If Africa was indeed a favorite continent, this year, for the 114e Nobel Prize for Literature, the punters rather awaited the consecration of theKenyan writer Ngugi wa Thiong’o. It is finally Tanzanian-born novelist and scholar Abdulrazak Gurnah who won, Thursday October 7, the Nobel Academy saluting, through its work, an approach “Empathetic and uncompromising of the effects of colonialism as well as of the fate of refugees torn between cultures and continents”. Abdulrazak Gurnah succeeds American poet Louise Glück, crowned in 2020. He is the fifth author from the African continent to receive the prestigious award, and the first since the South African J. M. Coetzee, in 2003.
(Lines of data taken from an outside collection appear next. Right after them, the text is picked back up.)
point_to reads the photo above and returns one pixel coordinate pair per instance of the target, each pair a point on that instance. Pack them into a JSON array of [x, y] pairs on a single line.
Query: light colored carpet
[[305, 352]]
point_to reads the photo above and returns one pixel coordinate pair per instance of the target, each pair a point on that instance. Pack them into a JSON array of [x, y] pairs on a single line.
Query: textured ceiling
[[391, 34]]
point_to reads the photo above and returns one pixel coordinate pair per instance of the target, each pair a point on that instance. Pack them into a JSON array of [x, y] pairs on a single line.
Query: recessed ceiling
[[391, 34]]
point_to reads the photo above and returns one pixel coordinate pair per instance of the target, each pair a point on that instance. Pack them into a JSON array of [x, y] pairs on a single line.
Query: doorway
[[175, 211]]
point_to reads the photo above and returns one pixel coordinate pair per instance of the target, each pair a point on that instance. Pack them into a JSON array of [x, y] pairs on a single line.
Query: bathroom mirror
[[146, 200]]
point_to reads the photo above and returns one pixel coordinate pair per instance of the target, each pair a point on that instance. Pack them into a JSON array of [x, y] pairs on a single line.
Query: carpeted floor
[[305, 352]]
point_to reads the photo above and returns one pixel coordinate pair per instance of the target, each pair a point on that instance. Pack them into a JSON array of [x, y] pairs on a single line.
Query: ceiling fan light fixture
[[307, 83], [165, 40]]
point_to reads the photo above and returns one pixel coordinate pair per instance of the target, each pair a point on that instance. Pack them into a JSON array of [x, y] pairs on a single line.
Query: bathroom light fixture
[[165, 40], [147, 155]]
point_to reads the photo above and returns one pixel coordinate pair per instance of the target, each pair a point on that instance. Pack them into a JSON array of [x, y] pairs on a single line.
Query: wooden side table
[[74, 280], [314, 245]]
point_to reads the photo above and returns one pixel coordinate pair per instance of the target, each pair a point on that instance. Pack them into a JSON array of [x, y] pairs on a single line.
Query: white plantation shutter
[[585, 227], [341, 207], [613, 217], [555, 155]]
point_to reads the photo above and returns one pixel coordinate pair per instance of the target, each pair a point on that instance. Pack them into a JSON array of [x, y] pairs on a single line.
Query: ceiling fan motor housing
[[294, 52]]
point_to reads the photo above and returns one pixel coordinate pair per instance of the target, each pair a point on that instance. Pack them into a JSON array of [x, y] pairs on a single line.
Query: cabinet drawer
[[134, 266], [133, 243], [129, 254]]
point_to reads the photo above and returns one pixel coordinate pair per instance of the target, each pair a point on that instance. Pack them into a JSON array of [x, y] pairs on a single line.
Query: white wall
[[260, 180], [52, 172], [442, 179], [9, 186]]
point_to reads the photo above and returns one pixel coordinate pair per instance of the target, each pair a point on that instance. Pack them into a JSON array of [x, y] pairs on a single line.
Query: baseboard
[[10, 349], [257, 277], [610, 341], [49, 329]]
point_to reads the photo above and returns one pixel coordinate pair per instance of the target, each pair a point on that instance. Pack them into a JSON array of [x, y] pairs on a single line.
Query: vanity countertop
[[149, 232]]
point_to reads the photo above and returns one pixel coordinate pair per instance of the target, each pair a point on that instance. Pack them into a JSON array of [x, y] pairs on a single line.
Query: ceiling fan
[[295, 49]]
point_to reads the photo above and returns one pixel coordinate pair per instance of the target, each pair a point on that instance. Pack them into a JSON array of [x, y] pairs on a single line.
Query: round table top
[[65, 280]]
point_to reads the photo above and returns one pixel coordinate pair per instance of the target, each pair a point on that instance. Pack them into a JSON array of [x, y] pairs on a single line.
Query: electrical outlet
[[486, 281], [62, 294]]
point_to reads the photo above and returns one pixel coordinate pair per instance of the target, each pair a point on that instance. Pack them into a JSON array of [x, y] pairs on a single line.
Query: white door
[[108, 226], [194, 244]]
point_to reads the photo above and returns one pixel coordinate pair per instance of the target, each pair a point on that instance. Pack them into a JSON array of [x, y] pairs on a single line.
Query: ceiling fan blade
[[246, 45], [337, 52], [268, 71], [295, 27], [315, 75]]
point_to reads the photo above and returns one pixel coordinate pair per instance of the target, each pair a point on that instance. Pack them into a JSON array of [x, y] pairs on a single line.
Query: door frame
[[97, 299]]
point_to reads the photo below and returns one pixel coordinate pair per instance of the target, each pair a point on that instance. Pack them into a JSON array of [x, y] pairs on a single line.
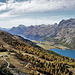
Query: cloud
[[36, 6]]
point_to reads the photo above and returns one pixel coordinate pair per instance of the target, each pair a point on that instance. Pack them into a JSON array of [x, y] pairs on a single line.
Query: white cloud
[[34, 6]]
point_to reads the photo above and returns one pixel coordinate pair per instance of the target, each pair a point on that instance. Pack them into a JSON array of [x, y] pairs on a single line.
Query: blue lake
[[67, 52]]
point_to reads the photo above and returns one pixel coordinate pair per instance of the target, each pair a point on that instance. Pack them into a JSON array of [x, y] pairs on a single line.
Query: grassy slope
[[28, 47]]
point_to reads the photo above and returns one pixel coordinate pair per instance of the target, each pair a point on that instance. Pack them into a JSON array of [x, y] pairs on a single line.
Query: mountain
[[18, 30], [62, 33], [39, 60]]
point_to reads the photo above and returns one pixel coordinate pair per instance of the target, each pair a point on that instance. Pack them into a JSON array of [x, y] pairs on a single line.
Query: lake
[[67, 52]]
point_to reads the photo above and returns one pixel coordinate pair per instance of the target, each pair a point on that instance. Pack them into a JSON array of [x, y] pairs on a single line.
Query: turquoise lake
[[67, 52]]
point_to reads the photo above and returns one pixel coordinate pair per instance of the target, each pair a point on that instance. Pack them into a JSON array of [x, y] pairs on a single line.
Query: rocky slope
[[42, 61], [63, 33]]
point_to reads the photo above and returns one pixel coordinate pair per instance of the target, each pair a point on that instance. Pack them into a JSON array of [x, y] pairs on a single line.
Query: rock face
[[64, 31], [18, 30]]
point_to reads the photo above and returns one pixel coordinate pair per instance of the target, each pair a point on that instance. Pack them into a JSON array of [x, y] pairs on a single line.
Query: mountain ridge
[[63, 32]]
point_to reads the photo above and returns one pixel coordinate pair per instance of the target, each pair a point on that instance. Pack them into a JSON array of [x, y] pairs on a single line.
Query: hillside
[[63, 33], [41, 61]]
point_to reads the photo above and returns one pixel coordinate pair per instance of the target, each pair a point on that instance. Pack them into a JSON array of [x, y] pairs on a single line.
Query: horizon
[[34, 12]]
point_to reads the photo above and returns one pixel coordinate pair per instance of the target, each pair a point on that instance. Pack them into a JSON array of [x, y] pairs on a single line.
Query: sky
[[35, 12]]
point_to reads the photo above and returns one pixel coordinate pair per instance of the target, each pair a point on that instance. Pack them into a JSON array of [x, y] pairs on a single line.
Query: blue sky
[[32, 12]]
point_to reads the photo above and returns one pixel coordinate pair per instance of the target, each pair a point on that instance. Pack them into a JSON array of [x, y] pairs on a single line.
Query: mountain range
[[39, 60], [62, 33]]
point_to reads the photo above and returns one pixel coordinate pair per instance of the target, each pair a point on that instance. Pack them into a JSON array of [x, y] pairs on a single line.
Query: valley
[[27, 57]]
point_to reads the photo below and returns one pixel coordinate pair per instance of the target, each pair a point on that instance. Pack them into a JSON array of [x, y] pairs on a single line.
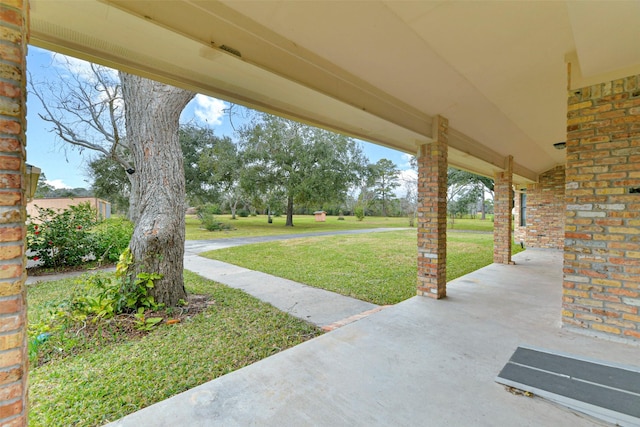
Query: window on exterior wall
[[523, 209]]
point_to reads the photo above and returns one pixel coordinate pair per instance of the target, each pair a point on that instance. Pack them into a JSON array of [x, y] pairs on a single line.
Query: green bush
[[110, 238], [62, 238]]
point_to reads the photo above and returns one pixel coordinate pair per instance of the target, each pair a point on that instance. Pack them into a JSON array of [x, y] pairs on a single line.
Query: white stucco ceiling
[[377, 70]]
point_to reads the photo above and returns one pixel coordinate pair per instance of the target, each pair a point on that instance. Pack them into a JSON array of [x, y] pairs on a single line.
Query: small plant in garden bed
[[109, 308], [65, 240], [61, 238]]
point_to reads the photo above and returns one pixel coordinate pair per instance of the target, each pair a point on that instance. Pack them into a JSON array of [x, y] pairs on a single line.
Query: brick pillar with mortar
[[502, 217], [601, 288], [432, 213], [13, 354]]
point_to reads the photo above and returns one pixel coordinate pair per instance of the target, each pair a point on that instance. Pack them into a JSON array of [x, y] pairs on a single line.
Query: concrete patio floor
[[421, 362]]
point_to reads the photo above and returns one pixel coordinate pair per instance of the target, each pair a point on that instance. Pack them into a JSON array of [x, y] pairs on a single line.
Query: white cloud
[[57, 183], [209, 110], [406, 157]]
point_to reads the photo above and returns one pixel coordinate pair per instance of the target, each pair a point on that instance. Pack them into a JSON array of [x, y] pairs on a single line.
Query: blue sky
[[64, 166]]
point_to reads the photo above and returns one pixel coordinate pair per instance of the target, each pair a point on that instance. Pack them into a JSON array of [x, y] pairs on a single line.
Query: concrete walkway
[[320, 307], [199, 246], [420, 362]]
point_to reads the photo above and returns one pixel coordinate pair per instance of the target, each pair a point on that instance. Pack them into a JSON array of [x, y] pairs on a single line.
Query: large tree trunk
[[133, 198], [152, 120], [289, 222]]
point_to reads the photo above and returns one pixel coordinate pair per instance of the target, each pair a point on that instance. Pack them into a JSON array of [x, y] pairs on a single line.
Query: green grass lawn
[[106, 382], [378, 267], [258, 226]]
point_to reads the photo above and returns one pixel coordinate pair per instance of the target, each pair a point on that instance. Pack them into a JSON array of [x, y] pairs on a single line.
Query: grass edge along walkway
[[106, 383], [379, 268]]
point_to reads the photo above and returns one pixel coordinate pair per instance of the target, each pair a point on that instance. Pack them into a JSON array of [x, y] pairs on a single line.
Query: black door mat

Specializing in English letters and postcolonial studies, he is the author of ten novels
Born in 1948 on the island of Zanzibar, Abdulrazak Gurnah writes in English and lives in Great Britain where he found refuge in the late 1960s. After studying in England and then in Nigeria, he became a teacher at the University of Kent, in the city of Canterbury. He obtained a doctorate there in 1982. Specializing in English letters and postcolonial studies related to Africa, the Caribbean and the Indian subcontinent, he is the author of ten novels in English, the last of which, Afterlives (not translated), in 2020, as well as a large quantity of scientific articles on authors from the former British Empire, such as VS Naipaul or Salman Rushdie.
The “Paradise” odyssey
In France, Galaade editions published in 2006 Near the sea and Farewell Zanzibar in 2009. But it is mainly through Paradise (Denoël, 1995, included in the “Motifs” collection of the Plumed Serpent) that the public will have had the opportunity to discover it for the first time, a quarter of a century ago.
In this painful odyssey, Abdulrazak Gurnah looked back on the turbulent history of Tanganyika, former German East Africa, placed under the mandate of the United Nations (UN), occupied by the British and then reunited with Zanzibar to form Tanzania. He was especially interested in the fates of the most vulnerable when history takes a toll on them.
The writer painted an African youth endlessly threatened by the changing interests of the powerful
With the painful journey of the young Yusuf, sold by his father in settlement of a debt, then reduced to slavery by his uncle, then launched at the risk of his life on the caravan route, the writer constantly painted an African youth. threatened by the changing interests of the powerful, the vicissitudes of political regimes and the chaos of time. Entire generations struggling between unacceptable resignation and a burning desire for revolt.